The globalization of missions means that efforts packaged in the West are exported to Asia and many churches join the adoption of unreached peoples, of national churches, or short term programmes. Missions are now guided by market-driven values such as “least sacrifice, cheapest possible, fastest result, and greatest return on investment”. Locally, we face similar currents toward pragmatism and managerial framework when evangelism is packaged to manufacture as many new babes as possible.

 

REFERENCES

Douglas, J. D. ed 1990. Proclaim Christ until he comes. Minneapolis: World Wide Publications.

Escobar, Samuel. 2000. “The Global scenario at the turn of the century” In William D. Taylor, Global Missiology for the 21st Century. Grand Rapids: WEF Books. 25-46

Friedman, T.L. 1999. The Lexus and the olive tree. New York: Farrar, Straus and Giroux.

Green, Michael. 1970. Evangelism in the early church. Crowborough: Highland Books,

Kuzmic, Peter. 1990. “How to teach the truth of the gospel? In J.D. Douglas, Proclaim Christ until he comes: Calling the Whole Church to take the whole gospel to the whole world.

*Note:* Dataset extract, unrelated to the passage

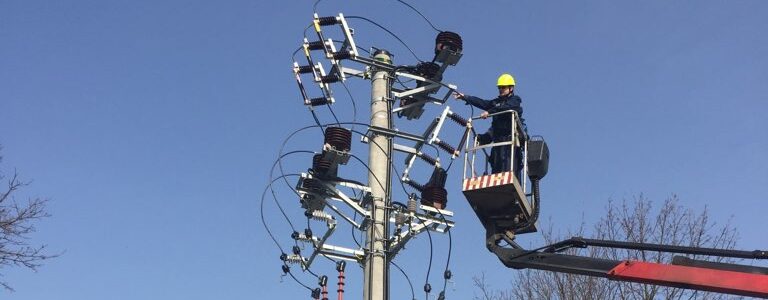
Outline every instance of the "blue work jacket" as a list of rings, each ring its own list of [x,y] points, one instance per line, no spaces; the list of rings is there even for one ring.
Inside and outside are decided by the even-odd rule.
[[[523,99],[521,99],[520,96],[499,96],[493,100],[484,100],[475,96],[465,95],[464,101],[466,101],[467,105],[472,105],[479,109],[485,110],[489,114],[506,110],[514,110],[520,117],[520,123],[523,124],[523,128],[525,130],[526,126],[525,119],[523,119],[523,106],[521,105]],[[508,138],[508,136],[512,134],[511,118],[512,115],[509,113],[493,116],[491,128],[488,131],[492,133],[494,141],[501,141],[505,138]]]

Minneapolis: World Wide Publications. (197-203)

Lot, Jeremy, 2001. “Is Globalization Christian?” Books and Culture, January/February 2001 http://www.christianitytoday.com/bc/2002/001/12.32.html

Newbigin, Leslie. 1989. The Gospel in a pluralist society. Grand Rapids: Eerdmans.

Stackhouse, Maz. L. 1988. Apologia: Contextualization, globalization, and mission in theological education. Grand Rapids: Eerdmans.